Under its exterior, the Latitude is similar to its weaker cousins. McAnally said by making sure the rugged laptop is 100 percent compatible with regular components--battery, AC adapter and other items--it should be easier to deploy. Dell said it has added

solid-state drives, batteries capable of charging faster and screens that are easier to view outdoors. What remains to be seen is whether Dell can upend established players.

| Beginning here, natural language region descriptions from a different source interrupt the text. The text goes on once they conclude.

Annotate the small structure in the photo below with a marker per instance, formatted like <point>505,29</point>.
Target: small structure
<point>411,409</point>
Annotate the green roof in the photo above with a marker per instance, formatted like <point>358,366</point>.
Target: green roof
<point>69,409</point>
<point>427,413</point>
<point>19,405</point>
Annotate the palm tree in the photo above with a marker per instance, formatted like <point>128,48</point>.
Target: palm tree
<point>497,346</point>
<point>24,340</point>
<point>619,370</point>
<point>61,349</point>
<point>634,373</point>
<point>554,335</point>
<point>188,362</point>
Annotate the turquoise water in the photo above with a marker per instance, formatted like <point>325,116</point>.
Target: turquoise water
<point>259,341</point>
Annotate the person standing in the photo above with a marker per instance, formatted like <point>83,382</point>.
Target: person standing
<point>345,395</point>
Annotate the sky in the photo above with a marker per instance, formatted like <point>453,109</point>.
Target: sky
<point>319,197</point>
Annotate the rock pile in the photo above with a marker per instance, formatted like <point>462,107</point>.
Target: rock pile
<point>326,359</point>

For instance, General Dynamics can leverage its current relationships with the Department of Defense to pitch its iTronix rugged laptops (right).

Here's a look at the Dell specs:

  • Intel Core2 Duo (Dual Core) Processors (up to 2.4 GHz) 800 MHz Front Side Bus and power managed up to 4 MB smart L2 Cache;
  • Recessed, Dual integrated, sealed/protected Task Lights (red) for keyboard illumination.
  • Supports 512 MB to 4056 MB2 of 667 MHz / Advanced DDR2 Dual Channel Memory
  • HDD Shock Isolation and Protection Cage based on proprietary design / User Accessible HDD Cage supports both "lock down" and "expedited access"
  • Durable HDD standard is 1.8" 80GB2, shock-resistant, isolated and protected HDD
  • Standard Intel GMA X3100 integrated graphics - up to 256MB2 Shared video memory1 (358MB with Vista) / Optimized performance supports
  • Windows Vista Software and Aero / graphics feature
  • Rugged, protected 14.1" Wide-Aspect WXGA DirectVue display / DirectVuedisplay enhancement supports outdoor readability with advanced optics technology / 14.1" WXGA resolution (1280 x 800) Shock isolated, impact protected and sealed from moisture and dust /
  • Measurable wide-aspect benefits - increased viewing areas, less scrolling, multi-page and multi-window viewing / Hardened LCD cover
  • High Definition Audio Codec Mono speaker - 2.0W / Integrated omni-directional microphone, noise cancelling software
  • 24X CD-ROM, 8X DVD-ROM, 24X CDRW/DVD, 8X DVD+/-RW, Floppy Disk Drive / 6-cell "Smart" Li-Polymer battery
  • Dense Die Cast Magnesium Housing and Internal Structural Framing Support System
  • Shock Isolated and Mounted Hard Disk Drive Cage, LCD, Core Electronic Elements
  • Patent-Pending QuadCool Thermal Management System
  • Keyboard, TouchPad, Trackstick and Fingerprint face all sealed and protected from moisture and dust
  • Unique I/O and Expansion Door Design provides rugged, reliable sealing for core elements
  • Rugged Magnesium Handle Anchors Securely to System

While all of those items are nice, I'm more interested in the abuse statistics.The XFR D630 is designed for the MIL-STD-810F standard of abuse (for lack of a better word). In other words you can:

  • Drop the laptop from 3 feet on all surfaces, edges and corner at least 26 times;
  • Operate it in temperatures from -20 degrees F to 140 degrees F;
  • Operate in 95 percent humidity;
  • Pour 4 inches of water an hour on it;
  • Use it in a dust storm;
  • And make graphics at 15,000 feet up.

Now if I'm in those conditions, I've got bigger worries than cooking up PowerPoints, but it's nice to know a laptop is there if you need it.